But is the book’s claims accurate? Well, we won’t know until we get there of course, but the authors argue that fertility is falling faster than most experts can readily explain. One can see very large numbers of women in Brazil and China opting for permanent sterilization well before the end of their fertile years. One can see South Korean and Japanese women delay childbirth until their 30s and very many in those countries forego it altogether. While in the USA, the fertility rates among Hispanics has unexpectedly collapsed.
Unfortunately, too many policy analysts and pundits assume that the UNPD’s predictions are the gold standard and it isn’t predicting a population decline anytime soon. However, there are reasons to doubt the accuracy of the UNDP’s predictions, simply because the data it is relying on is inaccurate. According to the book, the UNPD’s fertility estimates are out by 5-10 per cent for today let alone 50 years in the future. The data in China, India and Brazil is out of step with what the UNPD is using to predict the global fertility rates now and into the future. The review of Empty Planet in the Wall Street Journal notes a further example from another one of the most populous countries in the world. The current UNPD population forecasts suggest that the average US total fertility rate from 2015 to 2020 should be 1.9 children per woman. In reality, the US figures show that the average fertility rate in the USA from 2015-18 was 1.8 children and that the early indication for this year suggest that this will decline further.

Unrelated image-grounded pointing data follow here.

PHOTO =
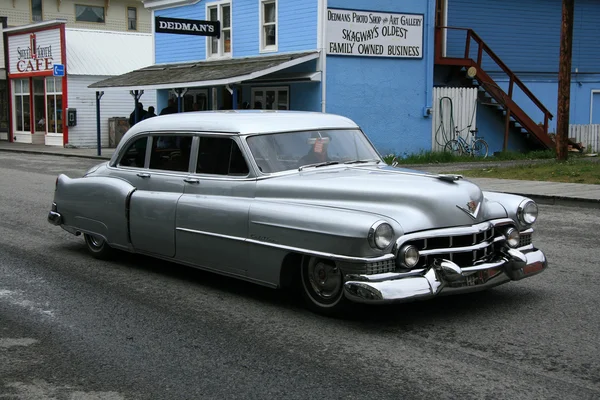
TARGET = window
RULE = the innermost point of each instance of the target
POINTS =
(270, 98)
(220, 156)
(268, 25)
(22, 108)
(89, 13)
(171, 153)
(135, 154)
(220, 47)
(36, 10)
(54, 104)
(132, 18)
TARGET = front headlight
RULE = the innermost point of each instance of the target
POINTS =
(381, 235)
(527, 212)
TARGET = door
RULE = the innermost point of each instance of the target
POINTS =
(159, 178)
(212, 214)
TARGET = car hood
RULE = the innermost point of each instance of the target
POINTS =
(414, 199)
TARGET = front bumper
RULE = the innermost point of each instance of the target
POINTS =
(443, 277)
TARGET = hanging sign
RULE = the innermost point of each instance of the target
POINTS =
(187, 26)
(374, 34)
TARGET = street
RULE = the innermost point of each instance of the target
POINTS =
(72, 327)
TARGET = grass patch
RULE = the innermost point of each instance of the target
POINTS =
(571, 171)
(430, 157)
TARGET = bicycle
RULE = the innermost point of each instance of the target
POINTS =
(477, 146)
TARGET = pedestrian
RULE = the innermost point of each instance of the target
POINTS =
(140, 116)
(170, 109)
(150, 113)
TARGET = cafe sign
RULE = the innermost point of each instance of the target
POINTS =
(34, 52)
(374, 34)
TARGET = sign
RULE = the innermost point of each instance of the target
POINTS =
(374, 34)
(34, 52)
(59, 70)
(187, 26)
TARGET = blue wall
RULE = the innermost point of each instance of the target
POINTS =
(525, 34)
(385, 96)
(297, 24)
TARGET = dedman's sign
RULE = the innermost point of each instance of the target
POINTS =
(187, 26)
(374, 34)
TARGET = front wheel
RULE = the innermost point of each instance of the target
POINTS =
(480, 148)
(323, 286)
(453, 147)
(98, 247)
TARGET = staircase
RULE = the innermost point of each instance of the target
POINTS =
(492, 94)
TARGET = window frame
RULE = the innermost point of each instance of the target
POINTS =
(127, 8)
(41, 10)
(220, 41)
(276, 89)
(89, 5)
(263, 47)
(235, 139)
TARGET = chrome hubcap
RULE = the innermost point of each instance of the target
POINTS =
(325, 280)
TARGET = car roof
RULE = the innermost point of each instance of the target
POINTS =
(242, 122)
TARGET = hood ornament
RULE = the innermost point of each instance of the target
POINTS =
(472, 208)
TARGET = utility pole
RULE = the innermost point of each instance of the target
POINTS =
(564, 80)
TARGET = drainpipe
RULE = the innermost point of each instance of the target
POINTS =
(429, 58)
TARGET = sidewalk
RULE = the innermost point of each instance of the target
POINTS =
(542, 192)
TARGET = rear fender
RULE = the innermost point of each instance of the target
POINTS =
(95, 205)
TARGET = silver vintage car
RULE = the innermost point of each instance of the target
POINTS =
(296, 199)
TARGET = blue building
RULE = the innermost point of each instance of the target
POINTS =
(384, 63)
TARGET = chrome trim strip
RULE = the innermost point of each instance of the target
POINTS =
(455, 231)
(465, 249)
(330, 256)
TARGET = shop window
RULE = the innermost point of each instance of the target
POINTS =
(22, 105)
(171, 153)
(89, 13)
(132, 18)
(36, 10)
(220, 47)
(220, 156)
(39, 105)
(277, 98)
(268, 22)
(135, 155)
(54, 113)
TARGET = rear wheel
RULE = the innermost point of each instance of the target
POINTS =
(323, 286)
(98, 247)
(480, 148)
(453, 147)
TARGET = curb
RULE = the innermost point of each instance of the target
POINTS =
(50, 153)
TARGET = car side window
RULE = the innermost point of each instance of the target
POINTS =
(135, 154)
(220, 156)
(171, 152)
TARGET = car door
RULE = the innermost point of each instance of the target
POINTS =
(212, 214)
(152, 208)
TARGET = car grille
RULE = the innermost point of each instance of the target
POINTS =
(466, 248)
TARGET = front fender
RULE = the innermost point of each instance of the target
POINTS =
(96, 205)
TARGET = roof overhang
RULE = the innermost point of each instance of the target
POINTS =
(211, 73)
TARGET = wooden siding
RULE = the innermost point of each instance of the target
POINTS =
(525, 34)
(112, 104)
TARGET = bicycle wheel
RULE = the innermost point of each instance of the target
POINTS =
(480, 148)
(453, 147)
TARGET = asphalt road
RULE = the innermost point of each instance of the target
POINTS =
(72, 327)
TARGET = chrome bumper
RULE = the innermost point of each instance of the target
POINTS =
(54, 216)
(443, 277)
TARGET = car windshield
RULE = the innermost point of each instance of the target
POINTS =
(286, 151)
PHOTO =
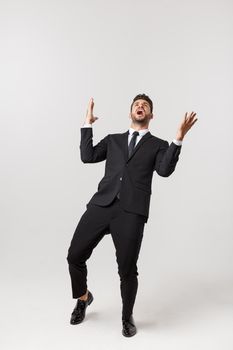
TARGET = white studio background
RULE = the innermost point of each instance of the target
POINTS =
(55, 55)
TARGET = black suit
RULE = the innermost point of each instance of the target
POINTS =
(124, 218)
(131, 176)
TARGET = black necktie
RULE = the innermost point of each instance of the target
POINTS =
(132, 142)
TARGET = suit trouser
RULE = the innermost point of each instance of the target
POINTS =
(127, 232)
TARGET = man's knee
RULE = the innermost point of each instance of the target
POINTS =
(127, 273)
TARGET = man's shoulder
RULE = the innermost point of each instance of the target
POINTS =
(157, 139)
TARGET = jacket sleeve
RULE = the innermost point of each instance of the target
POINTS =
(90, 153)
(166, 158)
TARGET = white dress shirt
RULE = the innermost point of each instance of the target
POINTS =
(141, 133)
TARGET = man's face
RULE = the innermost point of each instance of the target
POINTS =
(141, 113)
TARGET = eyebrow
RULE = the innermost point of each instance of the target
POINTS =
(145, 103)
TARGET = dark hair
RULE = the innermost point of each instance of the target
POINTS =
(142, 97)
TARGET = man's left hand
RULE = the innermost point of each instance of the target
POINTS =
(186, 124)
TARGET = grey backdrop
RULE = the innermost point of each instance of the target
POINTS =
(55, 55)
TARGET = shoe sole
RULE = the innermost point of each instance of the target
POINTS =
(128, 336)
(88, 303)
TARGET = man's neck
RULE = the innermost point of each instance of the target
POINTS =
(139, 127)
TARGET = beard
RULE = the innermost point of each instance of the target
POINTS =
(140, 119)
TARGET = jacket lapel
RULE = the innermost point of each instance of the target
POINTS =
(139, 144)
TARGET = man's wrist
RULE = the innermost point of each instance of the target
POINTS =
(87, 125)
(177, 142)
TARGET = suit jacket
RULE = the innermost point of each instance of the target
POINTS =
(131, 176)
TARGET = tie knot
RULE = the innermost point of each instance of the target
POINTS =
(135, 133)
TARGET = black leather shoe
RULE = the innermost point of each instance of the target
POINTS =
(129, 328)
(79, 311)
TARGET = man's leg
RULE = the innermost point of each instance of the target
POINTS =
(91, 228)
(127, 233)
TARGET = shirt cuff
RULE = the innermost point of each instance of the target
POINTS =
(177, 142)
(86, 125)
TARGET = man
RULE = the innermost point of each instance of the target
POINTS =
(121, 204)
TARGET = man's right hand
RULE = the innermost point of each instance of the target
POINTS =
(90, 118)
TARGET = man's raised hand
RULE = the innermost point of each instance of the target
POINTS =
(90, 118)
(186, 124)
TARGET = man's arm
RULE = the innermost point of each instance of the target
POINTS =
(168, 156)
(166, 159)
(88, 152)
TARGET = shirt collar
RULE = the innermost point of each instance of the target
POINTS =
(141, 132)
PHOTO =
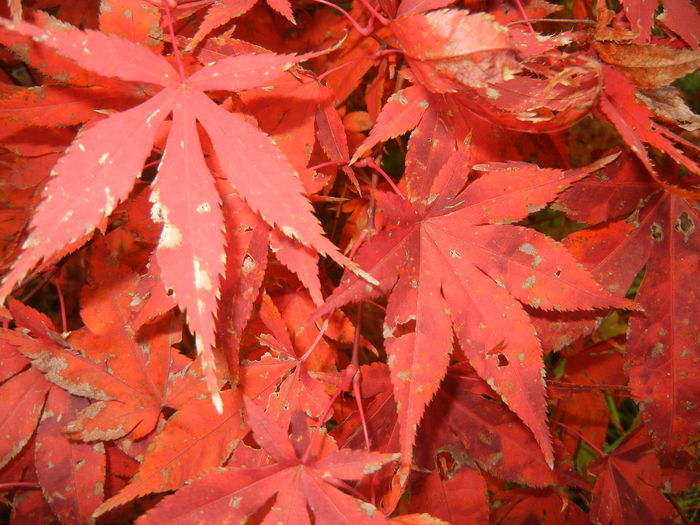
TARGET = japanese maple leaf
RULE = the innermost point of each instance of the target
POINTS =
(104, 161)
(279, 378)
(661, 237)
(297, 481)
(628, 483)
(448, 49)
(451, 260)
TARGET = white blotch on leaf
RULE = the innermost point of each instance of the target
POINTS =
(204, 207)
(202, 279)
(170, 237)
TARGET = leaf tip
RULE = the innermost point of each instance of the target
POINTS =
(218, 402)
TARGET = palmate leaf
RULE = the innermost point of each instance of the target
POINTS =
(296, 483)
(104, 161)
(452, 261)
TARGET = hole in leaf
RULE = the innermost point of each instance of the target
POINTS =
(685, 225)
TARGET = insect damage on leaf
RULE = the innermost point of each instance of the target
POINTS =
(515, 309)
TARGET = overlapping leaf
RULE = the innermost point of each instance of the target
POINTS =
(448, 250)
(232, 494)
(73, 208)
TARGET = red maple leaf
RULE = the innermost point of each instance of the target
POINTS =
(297, 479)
(105, 160)
(450, 259)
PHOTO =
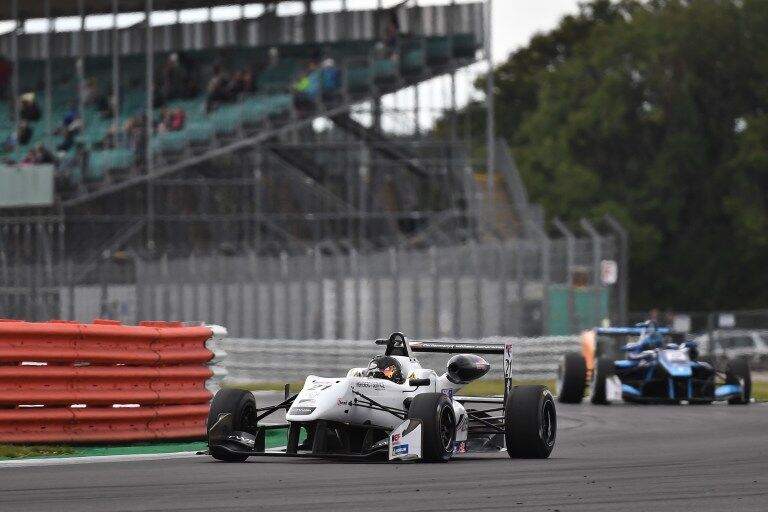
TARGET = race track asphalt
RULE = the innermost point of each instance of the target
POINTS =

The demographic story of only a few years ago is changing. More and more fearmongering about the population bomb and concerns about overpopulation are dropping from public sight. In their stead are concerns that actually we are heading towards a global demographic precipice. How long it will take for these concerns to enter the public consciousness and to influence public debates about population, migration and fertility rates is yet to be seen.